拗らせ片想い~理系女子の恋愛模様
「俺に会いに来たって言ってた」

「田中さんに?」

「満里ちゃん、元気か、って聞いてたよ。傷つけてしまって、それっきり会えてなくて、ずっと気になってたって」

「・・・・・」

「俺も満里ちゃんから話聞いてたから、何があったか大体のことはわかってるつもり、って言ったんだ」

「・・・そしたら?」

「何も・・・。辛そうな顔して、ひたすら飲んでた。大事な同期だったのにって。」

「そう、ですか」

「会いたい?」

「・・・いえ。だけど、いまだに信じられない、というか・・・研修の時は本当に優しかったんです。私が熱出した時も、試合とかあったはずなのにずっと側にいてくれたこともあって。それも全部下心があったってことなんでしょうけど、それにしても、だいぶ長い間優しくしてもらいました」

「もしかしたら、少し誤解もあるのかもしれないね」

「誤解?」

「うん。だけど、都合よく満里ちゃんを呼んでたのは事実だしね。彼もそこはわかってるんじゃないかな」

「・・・・もう彼に気持ちはないので」

「うん。それも分かってる」

そういうと、田中さんが私のほっぺにそっと手を伸ばしてきた。

「満里ちゃんは、大丈夫だと思うよ」

「え?」

「俺だって、満里ちゃんを独り占めして、ずっと側にいてほしいって思ってたんだからね」

「・・・そうなんですか?」

「満里ちゃんが辛い思いしてるところに付け込んだ自覚があったから、時間かけるつもりだったんだ」

「・・・・・」

「それなのに、失敗した。満里ちゃんしか、満里ちゃんだけだったのに・・・」

「・・・・」

「彼、余裕そうに見えて、結構切羽詰まってると思うよ。満里ちゃん覚悟したほうがいい」

「彼?」

そう聞き返したときに、ちょうど須藤さんが戻ってきた。田中さんが私の頬に当てていた手を、スッと引いた。

「ごめん、大丈夫?」

須藤さんは席に座りながらそう私に聞きながら、目は田中さんを見ている。

「大丈夫です。
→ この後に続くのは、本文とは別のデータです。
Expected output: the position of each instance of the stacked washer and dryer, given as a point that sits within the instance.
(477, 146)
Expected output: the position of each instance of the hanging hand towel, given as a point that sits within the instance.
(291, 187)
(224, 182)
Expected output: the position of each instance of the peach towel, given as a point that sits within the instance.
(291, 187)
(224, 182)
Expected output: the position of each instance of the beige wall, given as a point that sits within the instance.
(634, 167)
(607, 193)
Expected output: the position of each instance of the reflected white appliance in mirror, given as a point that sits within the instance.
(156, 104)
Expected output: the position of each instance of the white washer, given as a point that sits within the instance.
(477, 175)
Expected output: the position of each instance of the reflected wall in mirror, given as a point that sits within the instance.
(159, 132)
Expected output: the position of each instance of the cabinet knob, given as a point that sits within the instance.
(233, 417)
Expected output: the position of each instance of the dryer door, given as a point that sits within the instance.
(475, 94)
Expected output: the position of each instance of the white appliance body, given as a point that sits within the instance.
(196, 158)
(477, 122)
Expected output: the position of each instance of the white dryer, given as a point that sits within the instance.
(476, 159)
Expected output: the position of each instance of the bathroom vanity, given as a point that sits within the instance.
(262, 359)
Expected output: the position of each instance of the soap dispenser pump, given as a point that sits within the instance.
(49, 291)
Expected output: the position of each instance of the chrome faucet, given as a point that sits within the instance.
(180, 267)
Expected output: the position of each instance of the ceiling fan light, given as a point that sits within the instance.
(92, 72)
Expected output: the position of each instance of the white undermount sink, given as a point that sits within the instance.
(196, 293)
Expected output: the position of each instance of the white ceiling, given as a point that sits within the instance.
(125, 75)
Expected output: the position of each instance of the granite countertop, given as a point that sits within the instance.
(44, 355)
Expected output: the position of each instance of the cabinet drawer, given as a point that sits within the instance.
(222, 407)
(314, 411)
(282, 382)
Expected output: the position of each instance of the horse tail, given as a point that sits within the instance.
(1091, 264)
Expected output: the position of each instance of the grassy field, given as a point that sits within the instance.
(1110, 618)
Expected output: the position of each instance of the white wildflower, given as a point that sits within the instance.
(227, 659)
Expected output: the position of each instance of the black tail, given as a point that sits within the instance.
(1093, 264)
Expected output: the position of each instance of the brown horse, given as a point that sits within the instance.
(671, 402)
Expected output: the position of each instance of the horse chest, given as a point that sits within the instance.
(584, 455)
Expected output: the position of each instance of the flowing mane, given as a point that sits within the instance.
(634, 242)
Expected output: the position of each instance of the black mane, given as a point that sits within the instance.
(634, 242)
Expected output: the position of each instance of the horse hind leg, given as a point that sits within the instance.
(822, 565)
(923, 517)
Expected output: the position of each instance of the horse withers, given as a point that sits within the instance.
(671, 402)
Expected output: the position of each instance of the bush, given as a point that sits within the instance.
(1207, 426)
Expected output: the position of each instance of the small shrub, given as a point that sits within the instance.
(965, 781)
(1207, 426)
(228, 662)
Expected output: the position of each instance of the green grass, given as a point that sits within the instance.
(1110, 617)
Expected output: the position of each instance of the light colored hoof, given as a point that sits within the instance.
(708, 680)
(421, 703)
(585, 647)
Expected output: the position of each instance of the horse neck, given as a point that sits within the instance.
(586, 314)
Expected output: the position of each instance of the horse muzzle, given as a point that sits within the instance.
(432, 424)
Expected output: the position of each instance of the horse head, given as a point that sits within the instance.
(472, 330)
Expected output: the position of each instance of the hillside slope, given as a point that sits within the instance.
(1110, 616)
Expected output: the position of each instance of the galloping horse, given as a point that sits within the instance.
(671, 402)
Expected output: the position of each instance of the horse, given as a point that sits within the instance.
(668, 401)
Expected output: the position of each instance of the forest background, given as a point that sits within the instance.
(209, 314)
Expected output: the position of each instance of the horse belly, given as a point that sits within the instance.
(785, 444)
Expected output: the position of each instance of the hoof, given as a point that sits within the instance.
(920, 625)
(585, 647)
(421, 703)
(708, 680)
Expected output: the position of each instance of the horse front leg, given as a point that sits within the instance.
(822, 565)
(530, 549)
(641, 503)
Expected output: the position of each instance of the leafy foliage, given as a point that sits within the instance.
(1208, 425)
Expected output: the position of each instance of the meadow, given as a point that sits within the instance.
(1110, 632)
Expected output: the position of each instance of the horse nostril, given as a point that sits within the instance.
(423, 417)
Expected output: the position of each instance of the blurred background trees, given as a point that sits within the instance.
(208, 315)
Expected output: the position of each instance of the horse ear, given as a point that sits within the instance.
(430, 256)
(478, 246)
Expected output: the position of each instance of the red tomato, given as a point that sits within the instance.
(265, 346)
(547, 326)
仕事、ですか?」

結構長電話だったが、何かトラブルだろうか。

「いや、親父から。来週親戚の集まりがあるから、その件で」

「大丈夫ですか?」

「俺は全然。そっちこそ、大丈夫?」

ちらりと田中さんを見て、また聞いてきた。須藤さんが電話をしている間、二人で話していたのを見たのだろう。